Lacroix Sets Up a Syndicated Loan of €77.6 Million
Lacroix announces the establishment of an inaugural syndicated loan aimed at refinancing part of its existing debt and funding its investments. This financing, concluded with a consortium of seven banks, simplifies and strengthens the financial structure of the group.
Financing Structure and Extended Maturity
The syndicated loan consists of a partial refinancing of the existing debt amounting to €44.6 million with an extended maturity of 7 years, a confirmed line of credit of €30 million dedicated to investment financing (capex and minority buyouts), and a revolving credit of €3 million with a maturity of 4 years. With this setup, Lacroix extends the maturity of its medium-long term debt to over 4.5 years and establishes a legal framework that provides flexibility and responsiveness for its future needs.

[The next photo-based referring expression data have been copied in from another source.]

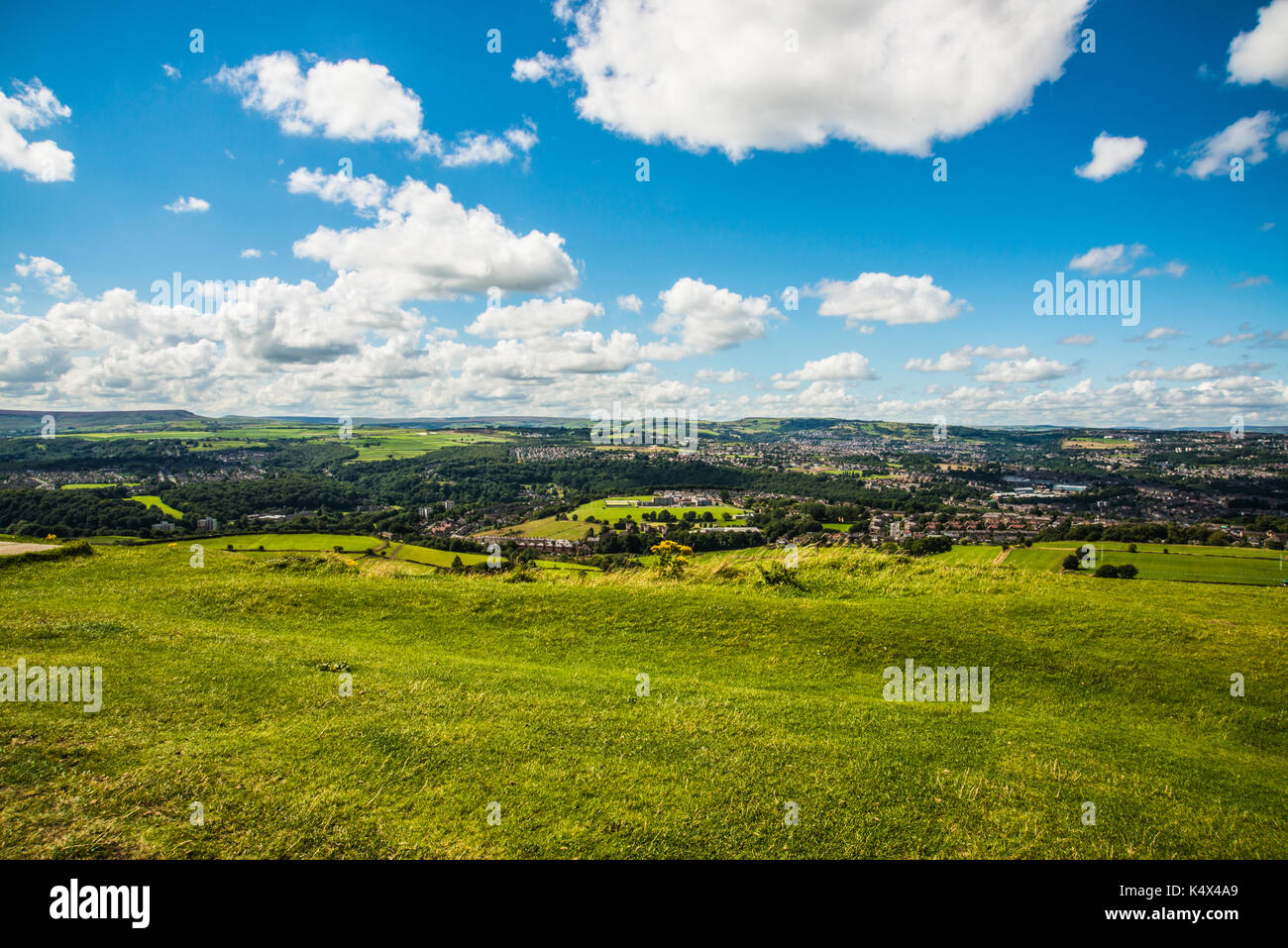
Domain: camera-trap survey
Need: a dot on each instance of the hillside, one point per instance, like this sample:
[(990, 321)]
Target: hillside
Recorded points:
[(220, 686)]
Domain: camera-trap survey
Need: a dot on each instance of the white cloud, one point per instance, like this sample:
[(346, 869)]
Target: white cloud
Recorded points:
[(424, 245), (844, 366), (728, 376), (1173, 268), (1157, 335), (1261, 55), (1116, 258), (532, 318), (707, 318), (962, 359), (48, 272), (1109, 156), (1037, 369), (1243, 140), (359, 101), (365, 193), (352, 99), (1197, 371), (188, 205), (34, 107), (894, 75), (889, 299)]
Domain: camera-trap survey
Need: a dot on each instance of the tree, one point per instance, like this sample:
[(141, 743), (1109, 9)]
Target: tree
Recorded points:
[(671, 558)]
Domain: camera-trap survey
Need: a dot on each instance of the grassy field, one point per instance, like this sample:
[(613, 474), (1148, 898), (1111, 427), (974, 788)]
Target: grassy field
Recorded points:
[(348, 544), (91, 487), (150, 500), (382, 445), (1188, 563), (222, 685), (372, 443), (549, 527)]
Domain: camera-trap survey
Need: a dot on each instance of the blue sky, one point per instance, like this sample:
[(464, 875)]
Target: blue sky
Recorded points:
[(769, 167)]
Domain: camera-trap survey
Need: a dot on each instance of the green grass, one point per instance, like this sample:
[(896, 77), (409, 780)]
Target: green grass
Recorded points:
[(550, 528), (382, 445), (93, 487), (1180, 562), (471, 689), (154, 501)]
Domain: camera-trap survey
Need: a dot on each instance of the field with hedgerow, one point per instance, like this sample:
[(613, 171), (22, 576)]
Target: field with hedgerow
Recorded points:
[(734, 711)]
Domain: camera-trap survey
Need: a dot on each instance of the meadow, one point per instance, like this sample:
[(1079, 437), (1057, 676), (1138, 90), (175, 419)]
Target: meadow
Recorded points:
[(154, 501), (553, 528), (372, 443), (1233, 565), (223, 686)]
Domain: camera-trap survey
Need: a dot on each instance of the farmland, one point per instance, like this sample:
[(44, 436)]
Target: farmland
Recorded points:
[(154, 501), (220, 686), (578, 522)]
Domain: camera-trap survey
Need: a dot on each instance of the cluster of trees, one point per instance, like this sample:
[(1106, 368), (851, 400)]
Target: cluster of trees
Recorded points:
[(73, 513), (228, 500)]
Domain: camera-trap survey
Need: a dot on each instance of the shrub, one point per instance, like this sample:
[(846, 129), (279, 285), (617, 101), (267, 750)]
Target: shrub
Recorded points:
[(671, 558), (778, 575)]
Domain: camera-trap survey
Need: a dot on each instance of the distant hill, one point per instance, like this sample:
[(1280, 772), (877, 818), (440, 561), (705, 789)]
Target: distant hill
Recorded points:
[(29, 423)]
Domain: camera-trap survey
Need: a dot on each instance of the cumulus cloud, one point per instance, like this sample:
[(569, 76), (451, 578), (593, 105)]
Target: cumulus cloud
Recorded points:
[(1197, 371), (1243, 140), (1037, 369), (844, 366), (48, 272), (188, 205), (962, 359), (1261, 54), (473, 149), (359, 101), (1116, 258), (1109, 156), (535, 317), (365, 193), (352, 99), (1172, 268), (743, 75), (887, 298), (707, 318), (33, 107), (424, 245)]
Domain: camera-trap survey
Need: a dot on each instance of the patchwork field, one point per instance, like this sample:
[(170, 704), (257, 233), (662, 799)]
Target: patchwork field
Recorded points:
[(154, 501), (1181, 563), (552, 528), (372, 443), (222, 686)]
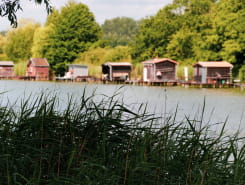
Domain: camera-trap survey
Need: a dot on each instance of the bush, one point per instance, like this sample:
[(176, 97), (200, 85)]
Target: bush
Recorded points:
[(242, 74), (107, 143)]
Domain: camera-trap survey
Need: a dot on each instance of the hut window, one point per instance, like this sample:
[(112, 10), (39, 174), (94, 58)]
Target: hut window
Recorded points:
[(159, 74)]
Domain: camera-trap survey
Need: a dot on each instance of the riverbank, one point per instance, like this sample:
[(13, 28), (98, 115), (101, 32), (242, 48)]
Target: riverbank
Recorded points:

Financial Conditions and Frameworks
The financing includes an initial competitive spread, adjustable based on the net leverage ratio. A financial covenant governs the net leverage ratio at a maximum of 3.0, while a dividend framework does not challenge the group's historical practices. The credit was concluded with a banking pool consisting of seven institutions: LCL handling the coordination and financing agency, alongside Banque Populaire Grand Ouest, Arkéa Banque Entreprises et Institutionnels, Banque CIC Ouest, BNP Paribas, Caisse Régionale de Crédit Agricole Mutuel d'Île-et-Vilaine, and Société Générale.